Customer Retention: Too Many Missed Opportunities
|THE PROBLEM: Customer attrition rates are increasing and so is the cost of new customer acquisition.|
|THE SOLUTION: View customers as a precious resource which cannot be squandered. Greater focus on creating Reciprocity of Value-based relationships will generate significant financial returns.|
Carol Krol, Editor-in-Chief of Direct Marketing News recently invited me to write an Opinion piece regarding marketer’s prevailing lack of focus on customer retention. For many companies, priorities and budget allocation still focus too heavily on customer acquisition, at the expense of customer retention.
The article below is from the Opinion piece which appeared in Direct Marketing News on June 1st.
I hear many marketers complain about the escalating cost of acquiring customers in our fragmented, distracted media environment. Having paid the price, having invested all that time and effort, and having finally won the business, marketers talk a great deal about the importance of engaging, interacting with and retaining those customers. How well do we walk our talk?
Marketers love to throw around terms like "relationship marketing," "customer relationship management" and "one-to-one marketing." It would be nice if large numbers of marketers actually did those things, but the proof that most of us don't is in how budgets are allocated.

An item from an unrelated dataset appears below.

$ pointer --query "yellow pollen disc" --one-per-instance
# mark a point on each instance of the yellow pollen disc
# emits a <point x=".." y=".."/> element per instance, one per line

Most companies still allocate significantly greater portions of their budget to customer acquisition than to customer retention. Most sales teams reward "hunters" far more generously than they reward "farmers," and…the compensation for customer service representatives generally has nothing to do with their critical value in retaining customers.
The lesson we continue to ignore is that it costs far more to win a new customer than to retain an existing customer. This is not exactly new information.
Many years ago, while I was working on a consulting assignment for AT&T, my contact pulled a sheet of paper from a file and handed it to me. It was a carbon copy of an internal study conducted by AT&T which stated that it cost five times more to generate a new customer than it did to sell to a current customer. The memo was written in 1918. Almost 100 years later, the lesson still holds true, except that the cost of acquiring, rather than retaining, is now on the order of 10 times higher.
Yet our metrics, compensation plans and organizational structures are still often driven by the "cult of acquisition." If we are serious about achieving the goal of true relationship marketing, we have to change how we allocate our budgets. We need to focus more clearly on the financial value of retention and lifetime customer value, and that has to be reflected in our metrics and budget allocation.
The best way to achieve increased customer engagement and retention is to create what I call Reciprocity of Value-based relationships with our customers. These are relationships in which customers trust us to deliver increasingly relevant and personalized online and offline customer experiences, based on the in-depth preferences they opt-in to share with us.
The quality of the information customers choose to share with us during these reciprocal value exchanges is a game-changer from a competitive point of view, but it's also something more. The presence of that opt-in preference data that consumers have chosen to trust a company with is the best real-world indication of a marketing organization's willingness to walk its own talk when it comes to true customer engagement.